Re: change_cipher_spec [was: draft agenda]

> > More like:  "I don't see any cases where you won't know that the
> > next handshake message from the peer must be 'Finished', even without
> > this 'change cipher spec' message."
> 
> On the client side when setting up a new session (rather than
> continuing an existing one) the handshake message before the Finished
> could be a ClientKeyExchange, or a CertificateVerify if the
> client was asked to authenticate itself.

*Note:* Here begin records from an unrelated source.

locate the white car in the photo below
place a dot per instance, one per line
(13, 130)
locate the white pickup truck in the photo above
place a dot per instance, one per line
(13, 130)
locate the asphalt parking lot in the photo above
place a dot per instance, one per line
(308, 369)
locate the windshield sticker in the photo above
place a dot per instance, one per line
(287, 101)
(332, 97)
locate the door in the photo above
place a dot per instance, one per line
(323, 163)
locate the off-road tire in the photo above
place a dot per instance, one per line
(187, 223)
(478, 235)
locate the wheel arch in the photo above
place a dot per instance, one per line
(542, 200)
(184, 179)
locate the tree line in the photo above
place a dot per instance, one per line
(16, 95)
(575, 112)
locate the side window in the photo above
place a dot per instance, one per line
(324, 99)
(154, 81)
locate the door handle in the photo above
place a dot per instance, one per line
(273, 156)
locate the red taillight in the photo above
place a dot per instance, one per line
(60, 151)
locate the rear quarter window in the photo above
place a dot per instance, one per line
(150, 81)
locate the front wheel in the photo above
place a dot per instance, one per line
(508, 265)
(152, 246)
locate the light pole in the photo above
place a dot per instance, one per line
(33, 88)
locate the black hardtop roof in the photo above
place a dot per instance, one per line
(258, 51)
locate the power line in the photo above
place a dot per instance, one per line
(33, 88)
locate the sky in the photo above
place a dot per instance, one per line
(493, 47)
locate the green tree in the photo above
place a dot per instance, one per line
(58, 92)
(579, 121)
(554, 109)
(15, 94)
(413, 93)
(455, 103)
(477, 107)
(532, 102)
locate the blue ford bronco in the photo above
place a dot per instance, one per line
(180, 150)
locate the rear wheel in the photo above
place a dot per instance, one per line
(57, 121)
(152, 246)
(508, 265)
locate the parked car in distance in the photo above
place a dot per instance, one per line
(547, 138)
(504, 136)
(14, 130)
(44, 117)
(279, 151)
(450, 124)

The ClientKeyExchange is always sent.  CertVerify will only be seen if
there was a Certificate message.  The server knows if it's going to get a
CertVerify or a Finished handshake message next.  When it expects a
Finished message next, it can enable the record-level behaviour which is
now triggered by receipt of change_cipher_spec ... triggering it by recipt
of the next handshake message instead.


> However the changeCipherSpec message is there, and is an alert
> rather than a handshake message, in order to make better seperation
> between the record layer (which has to know about the change)
> and the handshake layer above it.

Actually it's a new record type.  I can't buy this argument; some
degree of linkage between the handshake and record modules needs
to exist in any case (to tell about the change), but I can see no
reason that implementation details of this linkage need to creep
into the protocol.


> Theoretically you could invent a new handshake protocol, and the
> underlying record layer wouldn't care (and the code wouldn't have to
> be changed) as long as your new handshake included changeCipherSpecs
> at the appropriate time.

This is a more interesting kind of claim to make.  But there was a
recent comment (Christopher Allen?) about the probably desirability
of making the handshake state machine fully specified, with which I
basically agree.  I think it'd be reasonable to require such new
handshake protocols to be fully specified w.r.t. the point at which
cipher specs change, like the current handshake protocol.